Menarik persamaan dengan pengeboman NATO di Yugoslavia pada 1999 lalu, ia menekankan perlunya penghormatan terhadap Piagam Perserikatan Bangsa-Bangsa (PBB) dan norma internasional. Vucic juga menyesalkan hilangnya peluangnya diplomasi antara Iran dan Israel.

Di Italia, Perdana Menteri Giorgia Meloni berpidato di hadapan majelis rendah parlemen negara itu menjelang pertemuan Dewan Uni Eropa mendatang, mendesak keterlibatan diplomatik yang baru.

“Hanya tindakan diplomatik yang terkoordinasi yang dapat menjamin perdamaian di kawasan tersebut,” tutur Meloni, pascaserangan AS terhadap tiga situs nuklir Iran.

Pasukan keamanan dan penyelamat Israel bekerja di lokasi serangan rudal Iran di Tel Aviv, Israel tengah pada 22 Juni 2025. ANTARA/JINI via Xinhua/Tomer Neuberg

Presiden Portugal Marcelo Rebelo de Sousa mengeluarkan sebuah pernyataan pada Minggu (22/6) yang menyerukan “tindakan menahan diri dan memulai kembali upaya-upaya diplomatik sesegera mungkin,” sembari menekankan bahwa diplomasi tetap menjadi satu-satunya solusi yang layak untuk menyelesaikan konflik tersebut.

Ia menegaskan kembali keberpihakan Portugal kepada PBB dan Uni Eropa dalam mendorong deeskalasi dan menghindari konfrontasi militer lebih lanjut.

Perdana Menteri Portugal Luis Montenegro menggemakan sentimen tersebut dalam media sosial, menyerukan “pengendalian diri yang maksimum dari semua pihak dan kembali ke meja perundingan.”

Sementara itu, Partai Komunis Portugal (Portuguese Communist Party/PCP) mengeluarkan kecaman keras terhadap serangan udara AS, menyebutnya sebagai “pelanggaran nyata” terhadap Piagam PBB dan hukum internasional.

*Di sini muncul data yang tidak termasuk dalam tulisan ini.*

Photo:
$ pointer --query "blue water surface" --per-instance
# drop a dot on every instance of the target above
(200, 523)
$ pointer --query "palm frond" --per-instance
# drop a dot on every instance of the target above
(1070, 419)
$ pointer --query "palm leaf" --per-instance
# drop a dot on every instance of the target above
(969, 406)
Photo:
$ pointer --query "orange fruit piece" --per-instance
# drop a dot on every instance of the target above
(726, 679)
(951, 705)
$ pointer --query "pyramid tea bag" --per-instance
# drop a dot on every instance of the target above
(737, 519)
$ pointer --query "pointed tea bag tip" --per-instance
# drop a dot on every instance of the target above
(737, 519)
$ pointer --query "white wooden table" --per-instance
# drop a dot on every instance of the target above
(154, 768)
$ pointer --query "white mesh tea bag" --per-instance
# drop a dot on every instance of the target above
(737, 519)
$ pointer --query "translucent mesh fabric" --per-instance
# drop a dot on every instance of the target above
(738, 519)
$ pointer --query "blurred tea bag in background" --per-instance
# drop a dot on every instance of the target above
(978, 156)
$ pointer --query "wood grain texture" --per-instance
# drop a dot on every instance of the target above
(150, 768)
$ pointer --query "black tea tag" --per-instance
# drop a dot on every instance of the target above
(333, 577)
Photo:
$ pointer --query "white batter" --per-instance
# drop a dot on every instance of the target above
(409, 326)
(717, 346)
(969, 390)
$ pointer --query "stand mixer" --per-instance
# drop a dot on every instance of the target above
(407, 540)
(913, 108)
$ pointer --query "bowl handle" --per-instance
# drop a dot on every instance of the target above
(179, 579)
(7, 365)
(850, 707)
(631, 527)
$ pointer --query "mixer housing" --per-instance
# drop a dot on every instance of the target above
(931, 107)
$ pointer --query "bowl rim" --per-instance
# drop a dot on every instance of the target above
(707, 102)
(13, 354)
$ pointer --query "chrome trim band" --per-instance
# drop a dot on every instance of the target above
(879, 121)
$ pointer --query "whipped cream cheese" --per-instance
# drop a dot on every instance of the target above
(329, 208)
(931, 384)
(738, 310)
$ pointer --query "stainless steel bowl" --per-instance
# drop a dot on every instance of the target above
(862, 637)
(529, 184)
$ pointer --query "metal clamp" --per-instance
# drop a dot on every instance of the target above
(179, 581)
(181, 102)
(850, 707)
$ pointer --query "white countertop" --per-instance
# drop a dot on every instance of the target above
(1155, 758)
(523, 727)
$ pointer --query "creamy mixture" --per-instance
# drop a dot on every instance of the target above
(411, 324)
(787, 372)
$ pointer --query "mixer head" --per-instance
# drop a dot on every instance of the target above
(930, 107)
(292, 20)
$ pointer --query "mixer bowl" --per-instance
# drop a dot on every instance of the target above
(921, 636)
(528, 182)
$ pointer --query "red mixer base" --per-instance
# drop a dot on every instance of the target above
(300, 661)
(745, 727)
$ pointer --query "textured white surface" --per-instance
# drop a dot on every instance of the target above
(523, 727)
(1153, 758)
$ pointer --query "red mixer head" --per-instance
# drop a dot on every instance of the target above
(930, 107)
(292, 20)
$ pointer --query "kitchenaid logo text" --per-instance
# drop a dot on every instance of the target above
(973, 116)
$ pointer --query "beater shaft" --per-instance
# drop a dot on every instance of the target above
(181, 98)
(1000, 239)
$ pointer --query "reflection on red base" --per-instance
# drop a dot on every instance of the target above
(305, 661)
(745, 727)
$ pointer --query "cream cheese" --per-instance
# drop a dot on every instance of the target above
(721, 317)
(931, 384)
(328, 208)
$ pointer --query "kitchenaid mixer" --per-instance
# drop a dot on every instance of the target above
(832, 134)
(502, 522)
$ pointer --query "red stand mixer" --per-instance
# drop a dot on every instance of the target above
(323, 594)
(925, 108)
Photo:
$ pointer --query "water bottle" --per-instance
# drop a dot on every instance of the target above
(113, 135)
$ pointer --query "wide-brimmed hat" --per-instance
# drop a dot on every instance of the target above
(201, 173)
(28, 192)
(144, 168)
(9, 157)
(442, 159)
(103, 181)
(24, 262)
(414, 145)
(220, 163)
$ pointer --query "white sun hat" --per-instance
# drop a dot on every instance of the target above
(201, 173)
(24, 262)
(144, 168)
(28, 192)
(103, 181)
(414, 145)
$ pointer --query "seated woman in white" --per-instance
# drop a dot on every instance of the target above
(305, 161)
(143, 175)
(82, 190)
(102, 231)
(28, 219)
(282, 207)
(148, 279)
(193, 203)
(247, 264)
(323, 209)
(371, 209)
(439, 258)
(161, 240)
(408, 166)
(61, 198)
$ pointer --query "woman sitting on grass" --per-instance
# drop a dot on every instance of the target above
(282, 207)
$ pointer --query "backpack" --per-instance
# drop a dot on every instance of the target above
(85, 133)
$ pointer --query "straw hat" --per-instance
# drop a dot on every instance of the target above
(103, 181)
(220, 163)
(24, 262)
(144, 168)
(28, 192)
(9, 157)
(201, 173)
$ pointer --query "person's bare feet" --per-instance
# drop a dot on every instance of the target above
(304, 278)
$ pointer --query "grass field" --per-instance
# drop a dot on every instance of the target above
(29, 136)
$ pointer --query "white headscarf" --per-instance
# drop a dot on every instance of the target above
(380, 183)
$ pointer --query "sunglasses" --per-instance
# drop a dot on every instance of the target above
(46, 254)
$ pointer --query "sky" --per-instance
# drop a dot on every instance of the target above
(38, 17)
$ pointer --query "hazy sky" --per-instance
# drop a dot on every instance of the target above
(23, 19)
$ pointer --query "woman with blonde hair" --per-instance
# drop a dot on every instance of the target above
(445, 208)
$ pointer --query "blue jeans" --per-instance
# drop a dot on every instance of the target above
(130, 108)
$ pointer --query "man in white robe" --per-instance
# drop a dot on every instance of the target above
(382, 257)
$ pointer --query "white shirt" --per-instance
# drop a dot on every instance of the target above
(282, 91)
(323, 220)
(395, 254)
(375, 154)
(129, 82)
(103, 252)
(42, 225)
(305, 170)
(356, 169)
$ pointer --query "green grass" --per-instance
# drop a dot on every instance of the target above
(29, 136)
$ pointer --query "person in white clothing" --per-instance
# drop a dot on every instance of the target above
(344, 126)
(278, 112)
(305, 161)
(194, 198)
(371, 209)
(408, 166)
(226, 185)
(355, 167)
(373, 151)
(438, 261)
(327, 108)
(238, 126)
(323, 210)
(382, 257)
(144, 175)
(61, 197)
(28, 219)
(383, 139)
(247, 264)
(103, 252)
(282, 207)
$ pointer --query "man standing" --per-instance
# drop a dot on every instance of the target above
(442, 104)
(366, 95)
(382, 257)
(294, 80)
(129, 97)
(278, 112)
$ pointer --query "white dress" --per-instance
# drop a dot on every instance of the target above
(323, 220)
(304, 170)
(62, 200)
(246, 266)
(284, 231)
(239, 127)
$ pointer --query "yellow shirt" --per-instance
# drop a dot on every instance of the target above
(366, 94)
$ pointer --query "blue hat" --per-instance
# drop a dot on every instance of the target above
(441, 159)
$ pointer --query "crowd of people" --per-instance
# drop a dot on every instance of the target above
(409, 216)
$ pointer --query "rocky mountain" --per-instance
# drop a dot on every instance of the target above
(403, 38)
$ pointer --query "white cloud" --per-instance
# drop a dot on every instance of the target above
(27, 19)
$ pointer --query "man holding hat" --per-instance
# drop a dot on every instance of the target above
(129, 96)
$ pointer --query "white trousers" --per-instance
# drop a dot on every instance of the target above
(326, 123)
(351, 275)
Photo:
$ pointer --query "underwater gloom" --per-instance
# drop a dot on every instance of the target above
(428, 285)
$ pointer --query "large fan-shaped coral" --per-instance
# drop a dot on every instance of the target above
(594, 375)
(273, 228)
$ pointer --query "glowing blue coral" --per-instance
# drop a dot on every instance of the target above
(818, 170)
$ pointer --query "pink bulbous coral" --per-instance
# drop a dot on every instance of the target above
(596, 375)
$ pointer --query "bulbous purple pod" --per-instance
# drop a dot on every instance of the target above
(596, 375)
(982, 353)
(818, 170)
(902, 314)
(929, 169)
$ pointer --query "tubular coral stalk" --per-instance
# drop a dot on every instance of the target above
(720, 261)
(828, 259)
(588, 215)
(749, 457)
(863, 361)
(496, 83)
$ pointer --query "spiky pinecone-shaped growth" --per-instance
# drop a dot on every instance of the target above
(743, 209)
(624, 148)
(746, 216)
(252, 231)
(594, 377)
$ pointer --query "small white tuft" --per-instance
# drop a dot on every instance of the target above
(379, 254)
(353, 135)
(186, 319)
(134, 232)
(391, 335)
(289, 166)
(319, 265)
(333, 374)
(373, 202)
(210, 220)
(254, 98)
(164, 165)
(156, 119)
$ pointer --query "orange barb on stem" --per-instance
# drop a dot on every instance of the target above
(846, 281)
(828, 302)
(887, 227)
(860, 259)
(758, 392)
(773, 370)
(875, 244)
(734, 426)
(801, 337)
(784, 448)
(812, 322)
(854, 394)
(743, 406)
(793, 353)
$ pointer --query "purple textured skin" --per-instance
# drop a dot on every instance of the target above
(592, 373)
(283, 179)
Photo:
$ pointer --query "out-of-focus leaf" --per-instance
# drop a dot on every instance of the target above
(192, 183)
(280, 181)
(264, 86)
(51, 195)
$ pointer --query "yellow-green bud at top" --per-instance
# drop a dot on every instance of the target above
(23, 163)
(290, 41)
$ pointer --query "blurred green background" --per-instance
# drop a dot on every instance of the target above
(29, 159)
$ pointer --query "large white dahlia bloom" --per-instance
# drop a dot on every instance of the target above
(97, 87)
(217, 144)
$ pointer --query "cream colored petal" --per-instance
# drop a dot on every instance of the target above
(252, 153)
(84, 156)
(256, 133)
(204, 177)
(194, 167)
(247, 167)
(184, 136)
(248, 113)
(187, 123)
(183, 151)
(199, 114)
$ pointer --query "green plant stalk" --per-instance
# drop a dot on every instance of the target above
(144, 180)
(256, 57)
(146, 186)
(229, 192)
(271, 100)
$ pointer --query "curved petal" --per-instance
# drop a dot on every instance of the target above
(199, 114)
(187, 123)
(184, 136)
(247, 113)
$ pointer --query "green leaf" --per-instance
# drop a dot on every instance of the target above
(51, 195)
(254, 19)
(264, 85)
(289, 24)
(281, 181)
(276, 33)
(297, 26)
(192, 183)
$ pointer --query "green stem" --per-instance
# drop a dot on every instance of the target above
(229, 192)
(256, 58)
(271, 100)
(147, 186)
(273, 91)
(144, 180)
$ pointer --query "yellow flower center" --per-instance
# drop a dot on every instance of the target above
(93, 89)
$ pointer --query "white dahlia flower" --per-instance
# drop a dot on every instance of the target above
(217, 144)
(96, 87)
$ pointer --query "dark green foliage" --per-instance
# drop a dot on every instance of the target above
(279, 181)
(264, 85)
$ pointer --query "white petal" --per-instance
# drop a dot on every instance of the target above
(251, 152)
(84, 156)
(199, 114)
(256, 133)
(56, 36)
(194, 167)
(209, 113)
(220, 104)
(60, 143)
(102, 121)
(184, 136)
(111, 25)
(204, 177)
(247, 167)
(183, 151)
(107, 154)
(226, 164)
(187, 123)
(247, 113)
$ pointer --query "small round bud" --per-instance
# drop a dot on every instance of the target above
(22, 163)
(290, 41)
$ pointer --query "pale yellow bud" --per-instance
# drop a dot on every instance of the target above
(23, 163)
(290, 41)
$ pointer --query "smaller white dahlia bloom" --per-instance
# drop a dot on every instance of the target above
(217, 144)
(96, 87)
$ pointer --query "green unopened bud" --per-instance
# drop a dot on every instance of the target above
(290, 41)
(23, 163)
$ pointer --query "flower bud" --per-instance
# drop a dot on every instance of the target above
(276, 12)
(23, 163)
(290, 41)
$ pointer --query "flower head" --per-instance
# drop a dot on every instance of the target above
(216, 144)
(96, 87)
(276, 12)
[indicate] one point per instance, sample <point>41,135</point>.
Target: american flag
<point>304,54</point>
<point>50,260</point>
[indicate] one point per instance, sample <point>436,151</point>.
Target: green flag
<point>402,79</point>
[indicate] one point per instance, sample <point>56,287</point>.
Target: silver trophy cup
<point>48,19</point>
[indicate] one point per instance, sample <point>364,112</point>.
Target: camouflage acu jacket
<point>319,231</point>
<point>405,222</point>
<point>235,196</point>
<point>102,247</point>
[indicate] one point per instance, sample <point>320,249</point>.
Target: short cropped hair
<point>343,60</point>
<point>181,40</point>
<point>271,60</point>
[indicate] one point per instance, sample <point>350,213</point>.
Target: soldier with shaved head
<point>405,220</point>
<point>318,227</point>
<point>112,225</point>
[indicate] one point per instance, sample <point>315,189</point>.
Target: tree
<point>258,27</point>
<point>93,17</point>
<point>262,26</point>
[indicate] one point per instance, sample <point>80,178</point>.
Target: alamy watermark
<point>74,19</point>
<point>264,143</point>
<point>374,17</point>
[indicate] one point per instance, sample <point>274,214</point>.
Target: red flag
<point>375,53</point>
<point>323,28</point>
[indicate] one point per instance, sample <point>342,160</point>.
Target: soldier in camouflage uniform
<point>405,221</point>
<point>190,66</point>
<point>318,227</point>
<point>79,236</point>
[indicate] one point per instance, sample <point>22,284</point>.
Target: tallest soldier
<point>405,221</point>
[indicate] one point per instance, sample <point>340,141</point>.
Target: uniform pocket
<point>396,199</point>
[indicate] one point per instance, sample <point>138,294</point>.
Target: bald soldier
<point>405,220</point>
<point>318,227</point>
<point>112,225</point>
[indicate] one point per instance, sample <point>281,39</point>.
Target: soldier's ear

Partai itu berpendapat bahwa serangan itu mencerminkan strategi yang lebih luas terkait dominasi global AS dan negara-negara sekutunya.

Foto yang diambil pada 19 Juni 2025 menunjukkan situasi setelah serangan terhadap gedung lembaga penyiaran negara Iran, IRIB di Teheran, Iran.

Israel melancarkan serangkaian serangan udara berskala besar pada 13 Juni yang menargetkan fasilitas nuklir dan militer Iran, menewaskan sejumlah komandan senior dan ilmuwan nuklir. Sebagai balasan, Iran meluncurkan serangan rudal dan drone ke wilayah Israel

Presiden AS Donald Trump pada Sabtu (21/6) menyampaikan negaranya telah melakukan serangan terhadap tiga situs terkait nuklir di Iran, yaitu Fordow, Natanz, dan Isfahan.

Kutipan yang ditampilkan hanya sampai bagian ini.